Hacking is Just Bugs
July 16, 2026Movies and video games make it seem like hacking is simply whoever is smarter at computers breaking into someone else’s system. That’s not quite the case. Hacking is the act of exploiting vulnerabilities. And a vulnerability is just a bug.
Software has bugs. Some of these bugs are functional bugs where the software does not work correctly. A subset of bugs will have some security impact, meaning that the software does not work correctly in some way that results in a negative security outcome. This could be in a direct way, e.g. by failing to check if a user has access to some resource before showing it to them, or it could be in a more indirect way. For example, the software could have a memory safety bug that enables attacker-controlled remote code execution.
We commonly refer to security bugs as “vulnerabilities”. At a very high level, hacking is a two-step process:
- Identifying a vulnerability (i.e. security bug finding)
- Exploiting the vulnerability
Identifying vulnerabilities and writing exploits is often referred to as “vulnerability research”. To exploit a vulnerability, an attacker has to write code to trigger the vulnerability in a specific way such that the attacker achieves the desired outcome. The usual goal of an exploit is to gain control of the target’s computer such that the attacker can execute attacker-controlled (malicious) code to exfiltrate private data from the target or use the target’s computer for some nefarious purpose. Exploit writing is both an art and a puzzle-solving challenge, perhaps best compared to solving a Rubik’s cube with extra dimensions or a Sudoku where you can’t see the grid.

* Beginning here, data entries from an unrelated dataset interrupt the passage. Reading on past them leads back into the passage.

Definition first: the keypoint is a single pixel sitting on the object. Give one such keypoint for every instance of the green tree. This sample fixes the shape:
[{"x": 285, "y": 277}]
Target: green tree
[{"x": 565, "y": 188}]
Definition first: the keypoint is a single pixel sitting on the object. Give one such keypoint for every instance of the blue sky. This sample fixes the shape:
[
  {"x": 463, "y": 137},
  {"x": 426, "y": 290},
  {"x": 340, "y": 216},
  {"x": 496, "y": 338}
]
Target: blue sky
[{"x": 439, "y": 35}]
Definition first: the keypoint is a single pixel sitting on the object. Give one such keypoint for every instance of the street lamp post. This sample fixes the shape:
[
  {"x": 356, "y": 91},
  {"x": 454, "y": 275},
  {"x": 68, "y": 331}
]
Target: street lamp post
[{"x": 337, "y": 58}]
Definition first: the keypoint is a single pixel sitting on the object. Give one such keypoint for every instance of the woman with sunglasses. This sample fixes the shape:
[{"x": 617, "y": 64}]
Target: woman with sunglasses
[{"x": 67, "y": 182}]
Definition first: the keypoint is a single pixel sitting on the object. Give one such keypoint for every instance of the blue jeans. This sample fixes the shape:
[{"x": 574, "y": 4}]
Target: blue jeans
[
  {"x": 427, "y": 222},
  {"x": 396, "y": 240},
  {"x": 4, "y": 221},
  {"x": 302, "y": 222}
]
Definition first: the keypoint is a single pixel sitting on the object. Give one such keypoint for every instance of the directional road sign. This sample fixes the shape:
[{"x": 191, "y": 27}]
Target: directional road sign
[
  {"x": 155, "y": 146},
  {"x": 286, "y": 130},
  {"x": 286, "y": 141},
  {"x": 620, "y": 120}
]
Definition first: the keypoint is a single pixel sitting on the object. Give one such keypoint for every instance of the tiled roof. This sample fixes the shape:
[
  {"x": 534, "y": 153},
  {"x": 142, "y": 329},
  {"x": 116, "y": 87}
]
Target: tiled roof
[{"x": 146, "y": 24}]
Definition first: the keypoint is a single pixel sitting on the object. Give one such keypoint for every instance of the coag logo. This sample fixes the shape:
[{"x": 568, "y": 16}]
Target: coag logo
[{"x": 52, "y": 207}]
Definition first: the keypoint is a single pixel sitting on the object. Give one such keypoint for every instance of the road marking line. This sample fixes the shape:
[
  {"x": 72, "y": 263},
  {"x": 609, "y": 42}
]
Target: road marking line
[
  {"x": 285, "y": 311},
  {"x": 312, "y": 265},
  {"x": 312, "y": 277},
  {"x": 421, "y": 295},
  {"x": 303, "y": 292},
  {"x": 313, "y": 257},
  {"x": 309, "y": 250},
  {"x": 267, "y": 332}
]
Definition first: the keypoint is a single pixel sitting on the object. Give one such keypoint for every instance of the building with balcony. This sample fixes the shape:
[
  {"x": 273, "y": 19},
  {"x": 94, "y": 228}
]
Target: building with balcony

Some security bugs are more exploitable than others. In practice, many security bugs are extremely difficult to exploit reliably, meaning they result in crashes, user-visible failures, or simply don’t work. An exploit that enables full attacker-control of a victim’s computer likely involves multiple vulnerabilities chained together to bypass several layers of defenses. Chaining vulnerabilities together is standard operating procedure for exploitation, and is effectively a requirement to operationalize a vulnerability.
Both vulnerability identification and exploit writing are learnable skills, but with niche barriers to entry. Most programmers, myself included, are not good vulnerability hunters and are even worse exploit writers. People who are good at (and enjoy!) writing exploits tend to be people who like puzzles. To be a good exploit writer, you need to be a particular type of puzzle solver and understand low-level programming details. Both of these skills are completely learnable without any real barriers to entry. But, most people don’t like doing puzzles, and even fewer of them enjoy doing puzzles and reading low-level machine code.
For most people learning to program, instead of learning low-level programming to solve the types of problems and puzzles that appear as part of exploit writing, most programmers learn instead how to build things. This is not to say that building and exploiting are mutually exclusive skills. However, building tends to be a more enjoyable path for most people. And so the set of people who actually put in the work to become very good at bug hunting and exploit writing is much smaller than the set of people who are good at low-level programming.
For better or for worse, AI is good at puzzle-solving and low-level programming, and so AI seems to be a good vulnerability researcher. This is not because AI is doing anything we didn’t already know how to do, it just has the patience for a specific type of problem that many people hate. I work in security and I am both bad at exploit-writing and don’t enjoy it. I also don’t like puzzles. I much prefer building systems to solve the general case. Current AI coding agents do not have this preference and will work on anything for as long as you have the budget for tokens.
AI coding agents have been good at bug hunting for a while. Mythos appears to be better at leveraging those bugs by actually writing exploits. But Mythos is not magically breaking into computers in a way we could not before, it is providing the attention needed to do the same security work we’ve been doing for years.
This is not to downplay the importance of AI or to suggest that AI bug hunting is fake. This is to contextualize what it means when someone goes on video and pontificates about how the AI are chaining novel vulnerabilities together. That is simply how hacking works. What’s new is that vulnerability research can now (somewhat) automated.
There’s another step, after writing an exploit, which is actually operationalizing the exploit and using it to achieve some goal. This is the difference between knowing how to play ball, and actually winning in a competitive game. Real-world exploitation has broadly not been supply bound. There’s been enough bugs in software that the people who are actually operationalizing exploits (law enforcement and state-level adversaries, mostly) have not been supply-bound. AI finding more bugs increases supply, but it’s not clear (yet) that it increases demand for computer network exploitation. Perhaps we’ll see a Jevons paradox, and demand will increase. But that hasn’t happened yet. Society seems to be working. Most people with the vulnerability research expertise to operationalize exploits choose to do so lawfully within the defense industry (or they got sidetracked into becoming a high-earning engineer), rather than choosing to pursue a life of crime.
Because hacking is just bugs, that means we have a good defense against hacking—don’t have bugs. This is certainly easier said than done, but the vast majority of exploitable vulnerabilities are due to a specific class of vulnerabilities—memory-safety bugs—which we do know how to systematically prevent. Unfortunately, this requires a lot of work, but you won’t patch yourself out of a vulnpocalypse if you’re one of the software projects where memory safety actually matters.